Hosted by Henley Business School.
Leading Sustainably in Stormy Weather
Why a festival? In the tradition of a ‘fe-stə-vəl’, the Leadership Impact Festival by the Henley Centre for Leadership (LIFT@HCL) is about celebrating together as a growing community and hearing diverse voices of resourceful and eye-opening insights from practitioners, alumni, business leaders and their own research at the Henley Centre for Leadership. With this they help shape sustainable positive relationships in our community. This leadership festival is also about deeply deliberating and co-creating tangible insights and outputs for leadership and leadership development practice in business and society.

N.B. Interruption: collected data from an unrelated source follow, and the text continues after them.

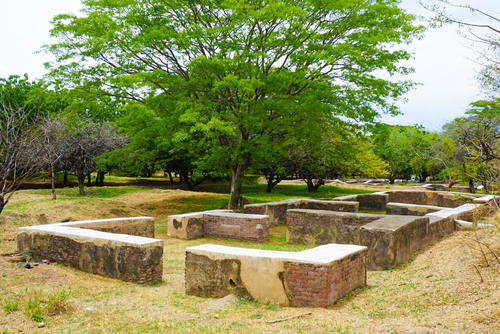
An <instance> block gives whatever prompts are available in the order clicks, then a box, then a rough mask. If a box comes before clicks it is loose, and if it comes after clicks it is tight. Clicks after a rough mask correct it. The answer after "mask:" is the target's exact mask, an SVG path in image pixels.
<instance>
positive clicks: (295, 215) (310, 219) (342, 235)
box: [286, 209, 383, 246]
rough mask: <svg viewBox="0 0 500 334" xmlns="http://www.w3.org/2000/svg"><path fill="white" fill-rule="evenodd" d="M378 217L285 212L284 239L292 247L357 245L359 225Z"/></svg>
mask: <svg viewBox="0 0 500 334" xmlns="http://www.w3.org/2000/svg"><path fill="white" fill-rule="evenodd" d="M381 217H383V216H382V215H375V214H362V213H350V212H334V211H322V210H305V209H294V210H288V215H287V230H286V240H287V243H288V244H294V245H303V244H305V245H311V246H317V245H325V244H331V243H335V244H353V245H361V244H360V236H359V229H360V227H361V226H363V225H365V224H368V223H370V222H372V221H375V220H377V219H380V218H381Z"/></svg>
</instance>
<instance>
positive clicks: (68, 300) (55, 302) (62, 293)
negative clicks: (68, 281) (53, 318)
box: [46, 288, 74, 315]
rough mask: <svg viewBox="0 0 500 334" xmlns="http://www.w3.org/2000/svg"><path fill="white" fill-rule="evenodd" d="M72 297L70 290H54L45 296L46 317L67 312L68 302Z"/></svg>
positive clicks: (63, 289)
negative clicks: (47, 294) (46, 297)
mask: <svg viewBox="0 0 500 334" xmlns="http://www.w3.org/2000/svg"><path fill="white" fill-rule="evenodd" d="M73 296H74V293H73V291H71V288H69V289H65V288H62V289H54V291H52V292H51V293H49V294H48V295H47V301H46V304H47V305H46V308H47V310H46V311H47V314H48V315H55V314H60V313H64V312H67V311H68V301H69V299H70V298H72V297H73Z"/></svg>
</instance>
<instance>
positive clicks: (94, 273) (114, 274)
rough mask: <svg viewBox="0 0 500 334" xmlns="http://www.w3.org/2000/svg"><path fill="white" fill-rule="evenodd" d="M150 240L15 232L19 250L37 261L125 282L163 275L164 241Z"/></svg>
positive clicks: (158, 277) (147, 279) (152, 279)
mask: <svg viewBox="0 0 500 334" xmlns="http://www.w3.org/2000/svg"><path fill="white" fill-rule="evenodd" d="M25 229H26V228H25ZM96 233H101V232H96ZM111 236H112V234H111ZM151 240H152V243H151V245H147V246H146V245H144V244H140V245H134V244H132V243H130V242H129V243H127V244H124V243H122V242H119V241H118V242H117V241H116V240H113V239H110V240H105V239H99V240H94V239H92V238H89V237H87V238H83V237H78V236H73V235H66V236H65V235H63V232H62V233H59V235H55V234H50V232H48V233H47V232H43V231H38V232H37V231H32V233H27V232H20V233H19V234H18V249H19V251H29V252H31V253H32V254H33V257H35V258H36V259H39V260H42V259H47V260H52V261H56V262H59V263H63V264H65V265H68V266H71V267H74V268H77V269H79V270H82V271H85V272H90V273H94V274H98V275H102V276H107V277H113V278H116V279H121V280H124V281H129V282H136V283H148V282H152V281H158V280H161V278H162V274H163V241H162V242H161V243H160V242H157V241H155V239H151ZM141 241H142V240H141Z"/></svg>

Why ‘leading sustainably in stormy weather’? Our work at the Henley Centre for Leadership and the debates in our last Festival surfaced tensions faced in daily leadership experiences and strategic decision-making when delivering services, products and social and ecological contributions. On one hand organisations aspire to be human-centric and purpose-rich, which allows people, businesses, and society to sustainably thrive and perform, whilst on the other hand organisations face permanently accelerated demands and performance pressure, eroding resource bases and extreme events or other shocks.

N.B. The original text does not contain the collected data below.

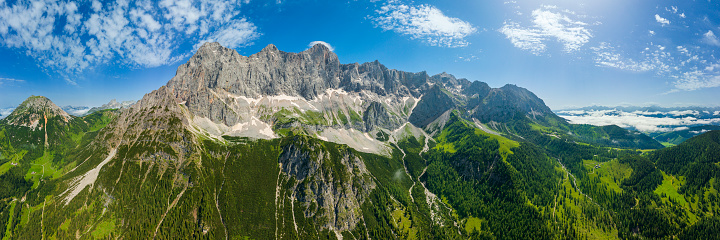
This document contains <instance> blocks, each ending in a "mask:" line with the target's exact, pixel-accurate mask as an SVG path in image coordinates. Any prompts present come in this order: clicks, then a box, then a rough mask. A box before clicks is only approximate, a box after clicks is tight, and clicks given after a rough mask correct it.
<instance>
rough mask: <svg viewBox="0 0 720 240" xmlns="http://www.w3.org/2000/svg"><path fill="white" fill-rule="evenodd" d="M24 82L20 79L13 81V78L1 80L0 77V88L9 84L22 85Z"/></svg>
mask: <svg viewBox="0 0 720 240" xmlns="http://www.w3.org/2000/svg"><path fill="white" fill-rule="evenodd" d="M24 82H25V80H20V79H14V78H2V77H0V87H2V85H3V84H10V85H13V84H15V83H24Z"/></svg>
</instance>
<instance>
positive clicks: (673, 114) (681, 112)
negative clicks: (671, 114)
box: [668, 110, 700, 117]
mask: <svg viewBox="0 0 720 240" xmlns="http://www.w3.org/2000/svg"><path fill="white" fill-rule="evenodd" d="M668 114H672V115H675V116H677V117H679V116H685V115H698V114H700V112H698V111H695V110H684V111H677V110H675V111H669V112H668Z"/></svg>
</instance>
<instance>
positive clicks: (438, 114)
mask: <svg viewBox="0 0 720 240" xmlns="http://www.w3.org/2000/svg"><path fill="white" fill-rule="evenodd" d="M453 107H455V105H454V104H453V101H452V98H450V96H448V95H447V94H446V93H444V92H443V91H442V90H441V89H440V87H439V86H437V85H436V86H433V87H432V88H431V89H430V91H428V92H427V93H426V94H425V95H424V96H423V97H422V98H421V99H420V102H418V104H417V106H416V107H415V109H414V110H413V112H412V114H411V115H410V118H408V121H409V122H410V123H412V124H413V125H415V126H418V127H420V128H424V127H425V126H427V125H428V124H430V123H431V122H433V121H434V120H435V119H437V118H438V117H440V116H441V115H442V114H443V113H445V112H446V111H447V110H450V109H452V108H453Z"/></svg>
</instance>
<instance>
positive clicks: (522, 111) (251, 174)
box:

This year’s festival therefore focuses on not if, but how we can bring these two realities together. To address what we coin as ‘leading sustainably in stormy weather’, we bring together topics too often addressed in separation and left in silos. Instead, we think and practice leadership as a multifaceted and integrative capability to address the big questions.
Why impact? The Henley Centre for Leadership are convinced that we do not have the luxury anymore to run gatherings like these without leaving a strong footprint. When they say ‘leading sustainably for good’, this must also apply to the Festival.

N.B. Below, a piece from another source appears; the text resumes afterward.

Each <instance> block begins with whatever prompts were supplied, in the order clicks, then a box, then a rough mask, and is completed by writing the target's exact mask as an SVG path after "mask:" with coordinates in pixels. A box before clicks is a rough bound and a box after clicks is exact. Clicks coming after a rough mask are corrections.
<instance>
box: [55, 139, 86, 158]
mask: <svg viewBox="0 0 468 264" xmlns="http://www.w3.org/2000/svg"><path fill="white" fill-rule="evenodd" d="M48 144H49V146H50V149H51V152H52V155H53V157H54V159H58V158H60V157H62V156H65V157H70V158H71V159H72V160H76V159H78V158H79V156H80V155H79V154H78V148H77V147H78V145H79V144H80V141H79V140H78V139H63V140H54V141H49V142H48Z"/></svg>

Sustainability in a foundational understanding means ‘meeting the needs of the present without compromising the ability of future generations to meet their own needs’ (1987, United Nations Brundtland Commission). Hence, this gathering should not use add further risks for the future regarding technology, equity, inequalities or climate. The Festival will be generative and create more than they invested for a range of aspects, which they thus pay forward to the future of leadership. Impact is the route to that ambition.